Dieper in het brein bijvoorbeeld. Daar is het lastig om fMRI toe te passen. Miletić deed onderzoek naar de zogeheten ‘subcortex’, een gebied ongeveer vijf centimeter onder de schedel. “Het bestaat uit honderden gebiedjes, per hersenhelft.” We weten er nog weinig van. Miletić gaf zijn proefpersonen taakjes waarbij ze beslissingen moesten nemen en keek welke gebieden in de subcortex daarbij oplichtten. Dat kon alleen dankzij een heel krachtige scanner. Zo leerde Miletić meer over welke gebieden betrokken zijn bij keuzes maken en leren.
Hersengymnastiek
Er is wel een belangrijke vraag, voegt Miletić toe: in hoeverre zijn bepaalde functies op een specifieke plek in het brein gelokaliseerd? Voor veel taken zet het brein meerdere hersengebieden tegelijk in. Zoals in Miletić’ onderzoek naar beslissingen. Zie dan maar eens te achterhalen welk plekje precies wat doet. Dat kunnen we nog niet.

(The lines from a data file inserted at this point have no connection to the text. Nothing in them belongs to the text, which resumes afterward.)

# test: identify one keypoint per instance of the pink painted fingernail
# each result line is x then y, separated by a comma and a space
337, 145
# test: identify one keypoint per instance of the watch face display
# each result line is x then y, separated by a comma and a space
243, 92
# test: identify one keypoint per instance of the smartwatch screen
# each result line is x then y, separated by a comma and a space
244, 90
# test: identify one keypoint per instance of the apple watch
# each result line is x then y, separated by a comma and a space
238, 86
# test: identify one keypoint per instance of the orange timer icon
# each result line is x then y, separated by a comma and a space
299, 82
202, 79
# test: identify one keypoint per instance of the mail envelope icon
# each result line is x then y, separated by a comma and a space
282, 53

“Het is ook niet zo dat een specifiek gebied slechts één ding doet”, zegt Miletić. Dezelfde kwab kan aanslaan bij een heleboel verschillende opdrachten. En dan zijn de hersenen ook nog eens flexibel. Zoals bij mensen die blind worden. De visuele cortex kan een nieuwe baan krijgen, bijvoorbeeld bij het leren lezen van het brailleschrift, zoals wetenschappers van onder meer het Japanse National Institute for Physiological Sciences lieten zien.
“Je moet de metingen aan het brein in samenspel met andere onderzoeksmethoden zien”, zegt Miletić. Bij proefdieren is het bijvoorbeeld mogelijk om de schedel te openen en met een elektrode neuronen te prikkelen. Zoals Penfield dat bij patiënten deed. Vervolgens zijn de resultaten van verschillende studies bij mensen en bij dieren hopelijk aan elkaar te koppelen. Zodat we kunnen zeggen: inderdaad, deze kwab gaat aan bij angst, en deze gaat door het dak bij genot. Plus nog wat plekjes verderop. Want dat wordt steeds meer helder: voor heel wat hersengymnastiek zit het geheim niet alleen in goed werkende lobben, maar ook in goed samenwerkende lobben.